I knew my spice store will not have this fancy pollen – I could obviously order a pricey box of this magic powder online – but that would mean delaying my cooking for at least a few weeks … and I could … Yep – I decided the dish will be prepared without fennel pollen.

And then this happened

The universe was on my side – finally !!! Like on most Saturday morning – I dragged everyone to visit mother nature – and there I was – surrounded by fields of wild fennel – and guess what – it was end of summer – and – they were all covered with this beautiful smelly yellow pollen !!! I do not have the words to express my feelings at that moment.

Black olive caramel

Pitted some oily shiny Kalamata olives and pureed them in my food processor. Then I prepared caramel (The books advises you to “just leave it alone and look for an amber caramel color” – and I advise you to do exactly that – worked for me). Added the olive puree to the caramel – let it cool a little – and then pureed it in the food processor again. The result was a squeeze bottle with this tasty black – sweat – salty “condiment” (borrowed this word from the book) – and a big pile of dishes.

Next was the saffron yogurt

Took the saffron and added some lemon juice – then added yogurt and some salt. As simple as it can be – but it does make you understand why saffron is the most expensive spice of them all … I believe i’ll be using this saffron yogurt a lot in the future – its simply that good !!!

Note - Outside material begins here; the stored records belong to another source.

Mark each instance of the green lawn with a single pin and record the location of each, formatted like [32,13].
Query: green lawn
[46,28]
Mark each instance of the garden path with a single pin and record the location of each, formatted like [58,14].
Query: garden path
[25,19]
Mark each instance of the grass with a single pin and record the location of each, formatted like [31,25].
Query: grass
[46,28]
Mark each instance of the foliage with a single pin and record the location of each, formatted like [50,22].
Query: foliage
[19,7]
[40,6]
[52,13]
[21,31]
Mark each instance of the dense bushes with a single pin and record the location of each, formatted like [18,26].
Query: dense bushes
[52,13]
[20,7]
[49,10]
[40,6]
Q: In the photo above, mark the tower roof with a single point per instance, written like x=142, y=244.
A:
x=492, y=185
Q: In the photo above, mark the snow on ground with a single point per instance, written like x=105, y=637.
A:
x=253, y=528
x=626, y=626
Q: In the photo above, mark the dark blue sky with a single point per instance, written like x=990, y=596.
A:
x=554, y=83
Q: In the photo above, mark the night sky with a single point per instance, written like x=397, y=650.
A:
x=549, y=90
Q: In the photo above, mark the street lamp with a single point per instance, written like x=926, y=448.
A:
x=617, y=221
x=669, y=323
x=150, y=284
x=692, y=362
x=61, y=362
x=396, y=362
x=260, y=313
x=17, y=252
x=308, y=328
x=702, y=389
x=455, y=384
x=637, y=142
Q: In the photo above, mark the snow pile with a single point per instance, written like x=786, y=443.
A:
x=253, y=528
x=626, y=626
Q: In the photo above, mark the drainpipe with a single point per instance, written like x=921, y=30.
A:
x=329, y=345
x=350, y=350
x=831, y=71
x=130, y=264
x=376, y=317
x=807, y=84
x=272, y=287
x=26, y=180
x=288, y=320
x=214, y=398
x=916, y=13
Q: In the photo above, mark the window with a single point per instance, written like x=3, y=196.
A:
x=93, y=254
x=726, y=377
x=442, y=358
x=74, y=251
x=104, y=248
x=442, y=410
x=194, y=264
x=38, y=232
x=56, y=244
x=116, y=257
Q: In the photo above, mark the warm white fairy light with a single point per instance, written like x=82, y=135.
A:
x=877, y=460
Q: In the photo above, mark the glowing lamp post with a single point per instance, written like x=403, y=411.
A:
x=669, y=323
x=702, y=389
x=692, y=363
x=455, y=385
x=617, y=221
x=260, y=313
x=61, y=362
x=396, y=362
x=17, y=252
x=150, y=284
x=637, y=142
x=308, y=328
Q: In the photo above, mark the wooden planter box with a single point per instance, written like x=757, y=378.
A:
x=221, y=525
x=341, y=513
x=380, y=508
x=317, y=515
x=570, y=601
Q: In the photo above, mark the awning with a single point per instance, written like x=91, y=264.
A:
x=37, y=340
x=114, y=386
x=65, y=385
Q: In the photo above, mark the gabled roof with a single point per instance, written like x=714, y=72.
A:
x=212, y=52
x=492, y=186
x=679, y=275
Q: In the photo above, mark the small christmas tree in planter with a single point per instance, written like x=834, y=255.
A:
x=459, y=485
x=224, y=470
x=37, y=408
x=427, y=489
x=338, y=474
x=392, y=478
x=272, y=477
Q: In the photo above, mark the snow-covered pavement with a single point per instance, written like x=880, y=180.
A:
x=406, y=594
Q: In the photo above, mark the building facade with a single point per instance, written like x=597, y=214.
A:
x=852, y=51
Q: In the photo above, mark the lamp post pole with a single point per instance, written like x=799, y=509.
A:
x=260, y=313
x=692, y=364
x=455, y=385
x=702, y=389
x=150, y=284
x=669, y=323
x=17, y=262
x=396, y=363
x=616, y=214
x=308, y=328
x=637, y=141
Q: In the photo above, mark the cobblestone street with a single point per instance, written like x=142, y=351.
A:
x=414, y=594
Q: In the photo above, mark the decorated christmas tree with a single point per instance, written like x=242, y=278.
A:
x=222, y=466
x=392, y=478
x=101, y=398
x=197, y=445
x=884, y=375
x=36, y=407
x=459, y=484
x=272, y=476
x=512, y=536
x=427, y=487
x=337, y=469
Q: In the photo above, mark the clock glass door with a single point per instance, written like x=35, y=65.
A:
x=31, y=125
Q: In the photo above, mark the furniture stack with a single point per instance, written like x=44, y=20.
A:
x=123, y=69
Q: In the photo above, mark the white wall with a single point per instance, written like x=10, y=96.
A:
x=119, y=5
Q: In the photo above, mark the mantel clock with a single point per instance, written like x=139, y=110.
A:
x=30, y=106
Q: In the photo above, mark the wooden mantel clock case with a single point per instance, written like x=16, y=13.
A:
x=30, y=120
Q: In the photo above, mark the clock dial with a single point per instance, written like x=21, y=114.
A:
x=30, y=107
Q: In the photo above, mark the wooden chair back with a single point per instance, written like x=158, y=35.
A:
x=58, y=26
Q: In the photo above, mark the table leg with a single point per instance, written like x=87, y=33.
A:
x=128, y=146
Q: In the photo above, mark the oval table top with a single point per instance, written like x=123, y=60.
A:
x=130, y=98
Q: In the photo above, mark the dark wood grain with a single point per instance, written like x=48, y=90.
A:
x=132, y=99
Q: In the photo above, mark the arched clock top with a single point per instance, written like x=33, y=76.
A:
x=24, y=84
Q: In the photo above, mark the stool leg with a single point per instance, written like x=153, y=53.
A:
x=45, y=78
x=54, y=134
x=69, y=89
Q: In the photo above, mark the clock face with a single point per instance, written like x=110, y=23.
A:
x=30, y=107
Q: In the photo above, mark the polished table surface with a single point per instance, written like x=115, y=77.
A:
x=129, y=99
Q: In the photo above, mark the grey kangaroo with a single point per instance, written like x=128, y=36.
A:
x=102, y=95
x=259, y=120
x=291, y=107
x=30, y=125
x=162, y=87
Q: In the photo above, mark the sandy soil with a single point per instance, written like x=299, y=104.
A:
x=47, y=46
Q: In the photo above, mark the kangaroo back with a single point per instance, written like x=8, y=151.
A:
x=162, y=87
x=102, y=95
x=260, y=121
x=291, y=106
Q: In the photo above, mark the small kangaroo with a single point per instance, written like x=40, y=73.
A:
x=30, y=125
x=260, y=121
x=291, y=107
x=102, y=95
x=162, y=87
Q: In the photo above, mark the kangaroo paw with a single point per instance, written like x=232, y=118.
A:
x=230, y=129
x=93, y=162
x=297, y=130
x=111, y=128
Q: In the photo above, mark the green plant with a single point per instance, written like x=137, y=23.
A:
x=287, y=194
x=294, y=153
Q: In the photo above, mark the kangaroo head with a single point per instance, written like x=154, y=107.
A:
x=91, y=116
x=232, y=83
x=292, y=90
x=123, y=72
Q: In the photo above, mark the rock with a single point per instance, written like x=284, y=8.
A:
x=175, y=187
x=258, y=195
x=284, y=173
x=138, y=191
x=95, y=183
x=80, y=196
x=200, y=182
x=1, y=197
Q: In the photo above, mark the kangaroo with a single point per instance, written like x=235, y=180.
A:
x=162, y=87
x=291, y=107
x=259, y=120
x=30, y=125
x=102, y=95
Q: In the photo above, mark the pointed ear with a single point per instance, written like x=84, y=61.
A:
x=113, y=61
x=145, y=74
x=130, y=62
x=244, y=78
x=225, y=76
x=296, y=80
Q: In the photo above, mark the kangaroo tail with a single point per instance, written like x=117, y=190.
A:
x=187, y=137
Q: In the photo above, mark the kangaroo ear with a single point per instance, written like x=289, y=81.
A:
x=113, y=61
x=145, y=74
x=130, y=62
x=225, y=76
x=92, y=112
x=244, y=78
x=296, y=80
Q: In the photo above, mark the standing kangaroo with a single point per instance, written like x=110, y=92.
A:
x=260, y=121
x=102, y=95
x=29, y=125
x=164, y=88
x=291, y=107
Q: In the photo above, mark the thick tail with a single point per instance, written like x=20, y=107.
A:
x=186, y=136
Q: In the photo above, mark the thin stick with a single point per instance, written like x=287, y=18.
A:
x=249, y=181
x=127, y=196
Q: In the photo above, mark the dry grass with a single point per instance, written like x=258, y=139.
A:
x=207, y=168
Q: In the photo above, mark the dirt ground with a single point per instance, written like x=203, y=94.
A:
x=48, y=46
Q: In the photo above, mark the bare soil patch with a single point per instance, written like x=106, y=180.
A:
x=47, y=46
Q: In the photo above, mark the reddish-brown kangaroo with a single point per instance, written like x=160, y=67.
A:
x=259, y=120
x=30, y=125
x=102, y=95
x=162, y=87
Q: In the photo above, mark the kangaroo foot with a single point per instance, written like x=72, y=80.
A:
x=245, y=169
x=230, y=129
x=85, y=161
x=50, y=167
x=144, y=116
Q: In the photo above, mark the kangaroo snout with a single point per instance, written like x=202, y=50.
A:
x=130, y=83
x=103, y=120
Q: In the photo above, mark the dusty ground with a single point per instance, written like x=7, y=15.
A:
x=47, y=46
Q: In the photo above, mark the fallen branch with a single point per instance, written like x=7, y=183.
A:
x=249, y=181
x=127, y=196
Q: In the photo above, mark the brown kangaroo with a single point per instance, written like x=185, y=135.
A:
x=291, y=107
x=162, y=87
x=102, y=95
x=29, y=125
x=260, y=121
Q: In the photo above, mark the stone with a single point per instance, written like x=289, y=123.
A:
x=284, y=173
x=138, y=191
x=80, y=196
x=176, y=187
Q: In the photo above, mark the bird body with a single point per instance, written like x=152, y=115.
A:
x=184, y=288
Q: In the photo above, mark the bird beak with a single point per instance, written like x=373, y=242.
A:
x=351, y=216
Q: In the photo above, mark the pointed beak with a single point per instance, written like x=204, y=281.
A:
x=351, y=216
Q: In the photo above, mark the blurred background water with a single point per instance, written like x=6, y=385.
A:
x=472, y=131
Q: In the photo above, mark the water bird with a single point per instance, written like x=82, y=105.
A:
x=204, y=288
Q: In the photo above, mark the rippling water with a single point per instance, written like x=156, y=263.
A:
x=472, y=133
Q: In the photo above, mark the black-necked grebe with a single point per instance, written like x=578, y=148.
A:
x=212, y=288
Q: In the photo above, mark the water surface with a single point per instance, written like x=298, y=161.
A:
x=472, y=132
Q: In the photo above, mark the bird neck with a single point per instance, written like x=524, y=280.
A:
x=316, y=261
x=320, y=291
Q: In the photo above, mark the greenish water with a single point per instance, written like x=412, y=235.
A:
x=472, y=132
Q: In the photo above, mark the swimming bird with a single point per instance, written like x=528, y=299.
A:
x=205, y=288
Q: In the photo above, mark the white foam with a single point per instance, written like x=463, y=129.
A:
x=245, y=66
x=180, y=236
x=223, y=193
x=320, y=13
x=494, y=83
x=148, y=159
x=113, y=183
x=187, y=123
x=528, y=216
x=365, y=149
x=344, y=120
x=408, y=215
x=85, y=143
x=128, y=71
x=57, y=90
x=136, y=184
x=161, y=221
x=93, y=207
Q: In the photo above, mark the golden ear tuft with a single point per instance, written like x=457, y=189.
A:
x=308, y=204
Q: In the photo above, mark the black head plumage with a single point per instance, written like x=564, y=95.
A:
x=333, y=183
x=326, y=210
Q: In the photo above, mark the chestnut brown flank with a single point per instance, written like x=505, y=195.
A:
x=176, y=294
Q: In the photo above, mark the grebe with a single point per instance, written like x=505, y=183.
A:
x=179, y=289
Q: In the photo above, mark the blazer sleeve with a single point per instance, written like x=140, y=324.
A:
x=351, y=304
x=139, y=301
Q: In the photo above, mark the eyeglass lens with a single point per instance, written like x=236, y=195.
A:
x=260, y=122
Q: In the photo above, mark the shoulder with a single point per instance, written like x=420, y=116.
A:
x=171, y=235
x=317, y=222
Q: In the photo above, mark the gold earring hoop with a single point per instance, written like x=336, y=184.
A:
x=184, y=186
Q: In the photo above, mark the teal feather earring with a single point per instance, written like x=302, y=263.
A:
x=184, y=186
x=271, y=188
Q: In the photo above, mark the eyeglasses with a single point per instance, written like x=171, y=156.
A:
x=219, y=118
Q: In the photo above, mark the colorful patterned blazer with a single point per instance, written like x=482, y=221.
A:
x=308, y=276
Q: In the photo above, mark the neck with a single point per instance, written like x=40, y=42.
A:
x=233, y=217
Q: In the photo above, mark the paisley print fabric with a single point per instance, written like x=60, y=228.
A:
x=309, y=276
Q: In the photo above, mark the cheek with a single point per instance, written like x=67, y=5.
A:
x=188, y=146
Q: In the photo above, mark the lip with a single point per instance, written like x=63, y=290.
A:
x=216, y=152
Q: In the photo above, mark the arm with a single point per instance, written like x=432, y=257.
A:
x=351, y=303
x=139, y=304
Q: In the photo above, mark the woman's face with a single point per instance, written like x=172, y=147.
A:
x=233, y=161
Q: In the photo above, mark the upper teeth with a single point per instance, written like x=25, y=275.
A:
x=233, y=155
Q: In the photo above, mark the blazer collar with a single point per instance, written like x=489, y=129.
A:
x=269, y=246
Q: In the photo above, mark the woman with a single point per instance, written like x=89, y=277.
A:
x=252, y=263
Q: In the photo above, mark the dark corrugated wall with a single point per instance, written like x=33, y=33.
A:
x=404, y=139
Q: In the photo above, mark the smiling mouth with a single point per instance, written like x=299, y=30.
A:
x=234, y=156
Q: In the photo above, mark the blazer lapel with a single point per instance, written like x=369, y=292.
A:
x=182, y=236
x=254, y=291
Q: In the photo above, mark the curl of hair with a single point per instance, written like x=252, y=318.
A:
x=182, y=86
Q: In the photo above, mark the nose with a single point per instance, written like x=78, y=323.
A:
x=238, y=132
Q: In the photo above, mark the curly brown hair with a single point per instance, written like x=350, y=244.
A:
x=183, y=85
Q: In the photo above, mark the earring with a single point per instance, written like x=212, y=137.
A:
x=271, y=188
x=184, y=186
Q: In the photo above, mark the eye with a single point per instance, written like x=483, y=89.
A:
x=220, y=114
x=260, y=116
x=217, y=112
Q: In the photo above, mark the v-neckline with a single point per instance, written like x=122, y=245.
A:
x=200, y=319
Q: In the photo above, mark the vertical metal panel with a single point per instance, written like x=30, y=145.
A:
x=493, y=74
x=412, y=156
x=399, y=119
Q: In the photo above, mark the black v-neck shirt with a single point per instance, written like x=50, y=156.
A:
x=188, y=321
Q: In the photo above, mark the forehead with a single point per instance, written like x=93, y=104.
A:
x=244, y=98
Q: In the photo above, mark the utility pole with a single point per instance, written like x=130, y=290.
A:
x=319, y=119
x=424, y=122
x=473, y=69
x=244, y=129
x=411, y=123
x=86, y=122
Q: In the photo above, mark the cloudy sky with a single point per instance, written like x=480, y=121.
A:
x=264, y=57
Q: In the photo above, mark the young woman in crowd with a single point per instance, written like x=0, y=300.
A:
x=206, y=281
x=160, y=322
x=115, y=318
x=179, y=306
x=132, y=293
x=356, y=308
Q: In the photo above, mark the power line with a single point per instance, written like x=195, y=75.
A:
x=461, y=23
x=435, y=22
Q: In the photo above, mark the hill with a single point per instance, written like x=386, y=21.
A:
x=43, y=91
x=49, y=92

Asparagus – nothing special. Cut – cook in salty boiling water for 45 seconds – place in ice bath – drain – add some lemon juice, salt, and olive oil – and they are done.

Platting was fun – placing the asparagus – adding “dollops” of the saffron yogurt and “dots” of the black olive caramel. A little sprinkle of shaved toasted almonds – and finally – those fennel pollen – done


Sooooo good !!! Simple yet so surprising. Every part tasted good by itself – but all of the components together … It was really a perfect combination. The saffron taste – with a little sweet from the caramel – a little crunchy piece of almond … and last – but not least – those fennel pollen – they give a hint of anise without overpowering – I was so happy I found them.

This is one of those dishes that teaches you about the importance of flavor combinations. Every component had its role in the final result – and it was such a good result achieved with such a minimal effort … Defiantly a dish to remember when planning my next meal with friends.